Time for a New “Mindset”? – A Book Review
The subtitle of Carol Dweck’s book, “Mindset,” says it all: ”How we can learn to fulfill our potential.”
In my work with clients, I am continually studying and learning about how we can all increase our potential. This book describes and gives numerous examples of how changing our mindset can and will do just that. It is essentially a how-to guide for becoming our better selves.
The mindsets are described in Dweck’s book as either a fixed mindset or a growth mindset. A fixed mindset is anchored in the belief that qualities are carved in stone or that IQ is predetermined. People with this mindset are focused on proving themselves and trying to look intelligent.
The growth mindset, conversely, is described as the belief that one’s basic qualities are things that we can cultivate through effort. The growth mindset in children and adults has been shown to lead to extraordinary talent and success. Examples in the book include artist Jackson Pollack, athlete Michael Jordan and GE business leader Jack Welch. These individuals all shared a common trait: learning, practice and effort were at the root of their success. They also seemed to have a special talent for turning life’s setbacks into future successes.
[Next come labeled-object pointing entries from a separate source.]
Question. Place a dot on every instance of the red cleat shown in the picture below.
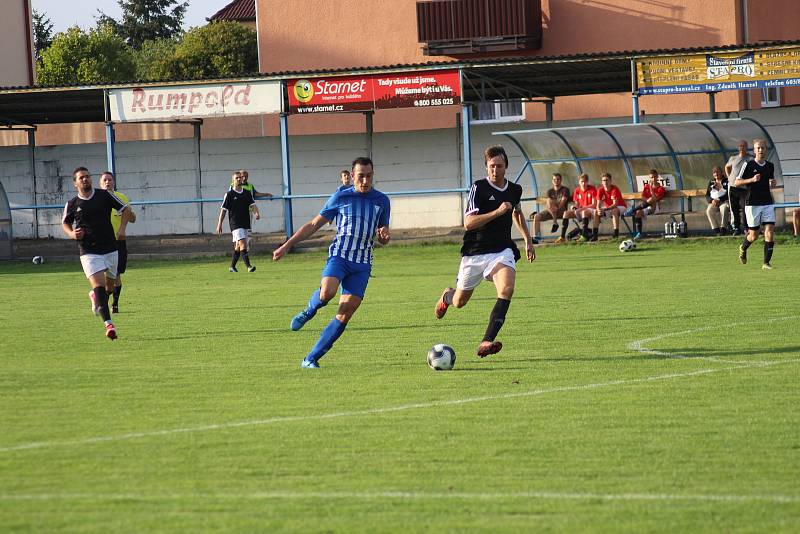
(487, 348)
(441, 306)
(111, 332)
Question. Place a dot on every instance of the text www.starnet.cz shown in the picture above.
(317, 109)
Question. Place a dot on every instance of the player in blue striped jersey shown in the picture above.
(361, 214)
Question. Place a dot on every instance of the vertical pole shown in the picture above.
(548, 113)
(32, 160)
(111, 162)
(635, 91)
(712, 105)
(287, 177)
(368, 116)
(466, 114)
(198, 176)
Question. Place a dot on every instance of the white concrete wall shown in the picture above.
(404, 161)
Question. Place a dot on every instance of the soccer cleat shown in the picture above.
(111, 332)
(441, 306)
(309, 364)
(301, 319)
(489, 347)
(95, 305)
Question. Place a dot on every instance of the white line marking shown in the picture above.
(635, 345)
(639, 345)
(402, 495)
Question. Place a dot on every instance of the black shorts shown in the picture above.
(122, 247)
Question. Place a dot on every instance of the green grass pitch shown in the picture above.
(655, 390)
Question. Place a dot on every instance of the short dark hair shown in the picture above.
(493, 152)
(77, 170)
(362, 160)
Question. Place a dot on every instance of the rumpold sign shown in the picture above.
(194, 101)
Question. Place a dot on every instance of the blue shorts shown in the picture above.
(353, 276)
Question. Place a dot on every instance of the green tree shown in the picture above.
(220, 49)
(42, 32)
(78, 57)
(146, 20)
(155, 60)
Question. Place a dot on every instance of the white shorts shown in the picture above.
(475, 268)
(758, 215)
(94, 263)
(239, 234)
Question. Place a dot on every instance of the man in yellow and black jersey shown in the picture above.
(114, 285)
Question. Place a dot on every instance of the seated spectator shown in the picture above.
(650, 203)
(557, 198)
(717, 196)
(609, 202)
(584, 200)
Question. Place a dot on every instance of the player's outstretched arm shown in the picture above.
(304, 232)
(383, 235)
(522, 226)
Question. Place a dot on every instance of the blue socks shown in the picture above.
(328, 337)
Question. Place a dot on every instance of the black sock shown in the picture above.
(496, 319)
(768, 246)
(101, 297)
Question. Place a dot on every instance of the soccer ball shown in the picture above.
(441, 357)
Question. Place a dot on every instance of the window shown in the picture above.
(498, 112)
(770, 97)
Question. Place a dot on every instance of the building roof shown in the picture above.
(486, 79)
(238, 10)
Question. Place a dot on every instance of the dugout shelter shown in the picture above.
(683, 149)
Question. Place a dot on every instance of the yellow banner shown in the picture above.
(701, 73)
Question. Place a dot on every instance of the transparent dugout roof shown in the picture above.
(687, 150)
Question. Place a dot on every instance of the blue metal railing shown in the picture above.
(219, 200)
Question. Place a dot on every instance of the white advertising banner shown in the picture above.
(667, 180)
(194, 101)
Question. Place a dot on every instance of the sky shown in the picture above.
(66, 13)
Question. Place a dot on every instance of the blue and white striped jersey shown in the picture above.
(358, 216)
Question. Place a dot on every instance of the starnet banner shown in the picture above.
(194, 101)
(384, 91)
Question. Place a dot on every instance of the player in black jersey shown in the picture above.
(87, 219)
(758, 176)
(238, 203)
(488, 251)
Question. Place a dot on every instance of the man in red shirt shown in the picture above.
(652, 193)
(609, 202)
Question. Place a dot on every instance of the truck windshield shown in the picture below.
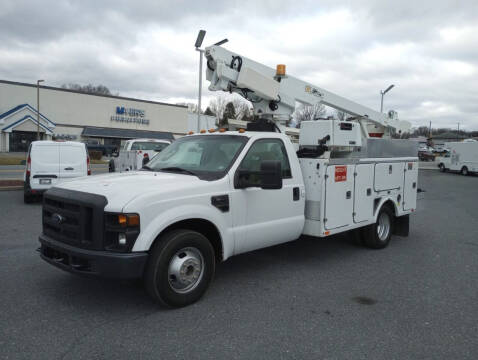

One key to achieving a growth mindset is to seek out accurate information about your current abilities to learn effectively. Have you asked anyone recently to give you feedback? Where do you have a blind spot to your effectiveness on certain skills or tasks in your leadership and talents? Where is your mindset about a non-growth-focused project – that is, focusing instead on what you could learn from the project? How would a growth mindset – and its impact on helping others realize their potential – benefit your team, your family and your own potential? And how can you authentically assess your mindset?
I would recommend this book to anyone in a leadership position, or who works with children, or is in a relationship. The book addresses these areas and demonstrates how tapping into the growth mindset can shift the project, relationship, and your happiness.